Worse performance using Eigen than using my own class

george picture george · May 31, 2011 · Viewed 16.3k times · Source

A couple of weeks ago I asked a question about the performance of matrix multiplication.

I was told that in order to enhance the performance of my program I should use some specialised matrix classes rather than my own class.

StackOverflow users recommended:

  • uBLAS
  • EIGEN
  • BLAS

At first I wanted to use uBLAS however reading documentation it turned out that this library doesn't support matrix-matrix multiplication.

After all I decided to use EIGEN library. So I exchanged my matrix class to Eigen::MatrixXd - however it turned out that now my application works even slower than before.
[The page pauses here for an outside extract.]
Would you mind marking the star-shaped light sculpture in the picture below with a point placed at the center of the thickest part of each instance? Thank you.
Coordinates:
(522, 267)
Time before using EIGEN was 68 seconds and after exchanging my matrix class to EIGEN matrix program runs for 87 seconds.

Parts of program which take the most time looks like that

TemplateClusterBase* TemplateClusterBase::TransformTemplateOne( vector<Eigen::MatrixXd*>& pointVector, Eigen::MatrixXd& rotation ,Eigen::MatrixXd& scale,Eigen::MatrixXd& translation )
{   
    for (int i=0;i<pointVector.size();i++ )
    {
        //Eigen::MatrixXd outcome =
        Eigen::MatrixXd outcome = (rotation*scale)* (*pointVector[i])  + translation;
        //delete  prototypePointVector[i];      // ((rotation*scale)* (*prototypePointVector[i])  + translation).ConvertToPoint();
        MatrixHelper::SetX(*prototypePointVector[i],MatrixHelper::GetX(outcome));
        MatrixHelper::SetY(*prototypePointVector[i],MatrixHelper::GetY(outcome));
        //assosiatedPointIndexVector[i]    = prototypePointVector[i]->associatedTemplateIndex = i;
    }

    return this;
}

and

Eigen::MatrixXd AlgorithmPointBased::UpdateTranslationMatrix( int clusterIndex )
{
    double membershipSum = 0,outcome = 0;
    double currentPower = 0;
    Eigen::MatrixXd outcomePoint = Eigen::MatrixXd(2,1);
    outcomePoint << 0,0;
    Eigen::MatrixXd templatePoint;
    for (int i=0;i< imageDataVector.size();i++)
    {
        currentPower =0; 
        membershipSum += currentPower = pow(membershipMatrix[clusterIndex][i],m);
        outcomePoint.noalias() +=  (*imageDataVector[i] - (prototypeVector[clusterIndex]->rotationMatrix*prototypeVector[clusterIndex]->scalingMatrix* ( *templateCluster->templatePointVector[prototypeVector[clusterIndex]->assosiatedPointIndexVector[i]]) ))*currentPower ;
    }

    outcomePoint.noalias() = outcomePoint/=membershipSum;
    return outcomePoint; //.ConvertToMatrix();
}

As You can see, these functions performs a lot of matrix operations. That is why I thought using Eigen would speed up my application. Unfortunately (as I mentioned above), the program works slower.

Is there any way to speed up these functions?

Maybe if I used DirectX matrix operations I would get better performance ?? (however I have a laptop with integrated graphic card).

Answer

timday picture timday · May 31, 2011

If you're using Eigen's MatrixXd types, those are dynamically sized. You should get much better results from using the fixed size types e.g Matrix4d, Vector4d.

Also, make sure you're compiling such that the code can get vectorized; see the relevant Eigen documentation.

Re your thought on using the Direct3D extensions library stuff (D3DXMATRIX etc): it's OK (if a bit old fashioned) for graphics geometry (4x4 transforms etc), but it's certainly not GPU accelerated (just good old SSE, I think). Also, note that it's floating point precision only (you seem to be set on using doubles). Personally I'd much prefer to use Eigen unless I was actually coding a Direct3D app.